Hmmm, I was interested in that paper until I read this:
"what the authors ultimately did was a cladistic analysis on 17 of the most complete hominin fossil skulls".
So that's n=17, total? Including all the contrasts and comparisions? Will somebody please teach the anthrologists some decent biology? Geometric morphometrics is very nice, but it doesn't generate statistical power out of thin air.
Re: Gould and contingency: It's funny you should mention them in the same breath as chaos theory. There's people who think a lot of Gould's more famous work can be explained by chaos theory. Power-curve distributions of extinction events vs. punctuated equilibrium, that kind of stuff.
Just a note on continuous characters: their use in cladistics is highly contentious. Continuous characters are not, by any stretch of the imagination, homologous. They are similarities, which is phenetic. I would call the analysis by González-José et. al. (2008, Nature 453, 775-778) phenetic, not cladistic.
The authors argue: "Theoretically, most cladistic methods need these characters to be discrete and independent, among other requirements". The characters need to be homologous! This is fundamental to cladistics! How can 0-33% be homologous in any sense?
I see that the paper is written by anthropologists, a group that has argued for the inclusion of continuous characters into cladistic analysis (see Rae 1998, Cladistics 14, 221-228). It is unfortunate that such a mediocre paper has made it into Nature. Sorry for being so narky, but this really irritates me!
I'm rather partial to the notion of "block universe" or "block time" or "timescape". Just aim your starship at the point in the sky where the Earth was 100 years ago, fire up the FTL warp drive and "presto!" you find the Earth of 1908 right where we left it. It means that all those people and - more importantly - pets that have passed away are really still out there somewhere, only dead from certain temporal perspectives. Getting back to them does pose certain technical problems but, think about it, it's almost as good as life after death.

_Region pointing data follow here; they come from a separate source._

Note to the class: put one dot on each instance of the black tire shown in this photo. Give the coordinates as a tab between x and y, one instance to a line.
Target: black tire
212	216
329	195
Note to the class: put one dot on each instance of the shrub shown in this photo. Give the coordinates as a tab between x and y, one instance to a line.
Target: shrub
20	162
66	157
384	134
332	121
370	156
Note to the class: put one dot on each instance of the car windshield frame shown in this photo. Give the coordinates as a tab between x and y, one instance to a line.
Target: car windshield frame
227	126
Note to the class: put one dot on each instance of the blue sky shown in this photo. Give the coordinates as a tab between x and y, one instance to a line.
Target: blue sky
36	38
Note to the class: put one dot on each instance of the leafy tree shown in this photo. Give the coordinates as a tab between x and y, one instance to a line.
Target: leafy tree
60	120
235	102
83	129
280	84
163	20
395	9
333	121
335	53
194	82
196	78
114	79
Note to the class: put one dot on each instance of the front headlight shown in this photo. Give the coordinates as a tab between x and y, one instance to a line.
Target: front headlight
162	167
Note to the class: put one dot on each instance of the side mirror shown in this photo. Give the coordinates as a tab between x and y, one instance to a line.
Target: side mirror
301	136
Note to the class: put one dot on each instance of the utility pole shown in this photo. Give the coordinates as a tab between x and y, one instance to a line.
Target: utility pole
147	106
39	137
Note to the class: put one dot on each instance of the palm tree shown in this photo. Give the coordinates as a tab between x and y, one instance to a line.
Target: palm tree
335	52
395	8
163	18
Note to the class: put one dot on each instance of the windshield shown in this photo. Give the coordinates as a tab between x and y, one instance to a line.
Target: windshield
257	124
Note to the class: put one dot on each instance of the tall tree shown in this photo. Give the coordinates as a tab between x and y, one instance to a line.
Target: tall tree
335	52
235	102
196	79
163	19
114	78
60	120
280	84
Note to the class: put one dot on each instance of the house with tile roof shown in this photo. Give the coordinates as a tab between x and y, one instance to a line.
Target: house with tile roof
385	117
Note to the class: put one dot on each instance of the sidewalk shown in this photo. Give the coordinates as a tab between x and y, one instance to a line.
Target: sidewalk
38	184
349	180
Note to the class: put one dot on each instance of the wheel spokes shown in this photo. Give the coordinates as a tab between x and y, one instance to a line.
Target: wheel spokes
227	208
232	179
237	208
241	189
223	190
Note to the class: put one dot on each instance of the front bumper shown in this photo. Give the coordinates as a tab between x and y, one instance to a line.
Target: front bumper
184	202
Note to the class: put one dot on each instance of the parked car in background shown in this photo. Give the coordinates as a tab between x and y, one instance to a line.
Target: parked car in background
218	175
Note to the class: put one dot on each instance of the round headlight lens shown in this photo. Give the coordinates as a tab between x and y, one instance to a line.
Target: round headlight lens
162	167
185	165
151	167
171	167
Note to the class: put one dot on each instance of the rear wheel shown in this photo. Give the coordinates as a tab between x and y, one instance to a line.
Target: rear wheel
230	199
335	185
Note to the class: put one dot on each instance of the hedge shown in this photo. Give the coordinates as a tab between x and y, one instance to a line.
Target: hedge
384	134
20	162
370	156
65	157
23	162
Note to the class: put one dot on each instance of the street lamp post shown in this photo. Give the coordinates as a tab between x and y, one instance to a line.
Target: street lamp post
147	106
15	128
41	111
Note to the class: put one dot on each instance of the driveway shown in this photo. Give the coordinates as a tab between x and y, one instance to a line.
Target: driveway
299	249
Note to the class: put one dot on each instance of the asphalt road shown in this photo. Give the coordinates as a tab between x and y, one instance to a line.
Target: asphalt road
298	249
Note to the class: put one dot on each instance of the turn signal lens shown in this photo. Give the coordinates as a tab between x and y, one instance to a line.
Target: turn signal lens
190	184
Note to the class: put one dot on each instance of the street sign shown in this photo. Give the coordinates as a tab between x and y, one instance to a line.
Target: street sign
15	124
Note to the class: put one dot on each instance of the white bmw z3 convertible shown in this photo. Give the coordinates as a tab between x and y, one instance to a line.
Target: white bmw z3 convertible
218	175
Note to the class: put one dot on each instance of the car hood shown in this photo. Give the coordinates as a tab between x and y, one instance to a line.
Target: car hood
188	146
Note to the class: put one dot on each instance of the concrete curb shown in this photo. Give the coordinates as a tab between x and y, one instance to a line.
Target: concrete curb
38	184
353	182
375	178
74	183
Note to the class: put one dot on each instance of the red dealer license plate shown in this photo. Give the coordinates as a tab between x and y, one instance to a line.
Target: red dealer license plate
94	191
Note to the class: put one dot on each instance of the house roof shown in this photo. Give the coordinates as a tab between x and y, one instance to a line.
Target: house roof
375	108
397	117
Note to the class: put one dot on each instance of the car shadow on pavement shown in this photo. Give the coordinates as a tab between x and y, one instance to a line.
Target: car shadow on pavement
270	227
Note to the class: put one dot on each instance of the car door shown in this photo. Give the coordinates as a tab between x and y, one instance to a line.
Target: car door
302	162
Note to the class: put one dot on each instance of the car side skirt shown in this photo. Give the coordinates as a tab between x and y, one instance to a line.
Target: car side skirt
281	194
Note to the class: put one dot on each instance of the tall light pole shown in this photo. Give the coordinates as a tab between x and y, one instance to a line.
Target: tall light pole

I think it was Fred Hoyle's October 1st Is Too Late that got me interested in the idea and then Gregory Benford's Timescape that developed it by actually attempting an answer to the 'grandfather paradox' which most popular SF simply ignores.
This is in response to the comment post by MCE. Characters are not homologous... biological structures do. In this case, expressing the variation in a discrete or a continuous way is the same!!!
In fact, some (SEVERAL!) discrete characters, are just a continuous characters expressed in a different form.
And if you are so brilliant to say: "t is unfortunate that such a mediocre paper has made it into Nature", PLEASE, send a reply to Nature. I am sure it will be published.
Please, read Goloboff et al 2007 (Cladistics).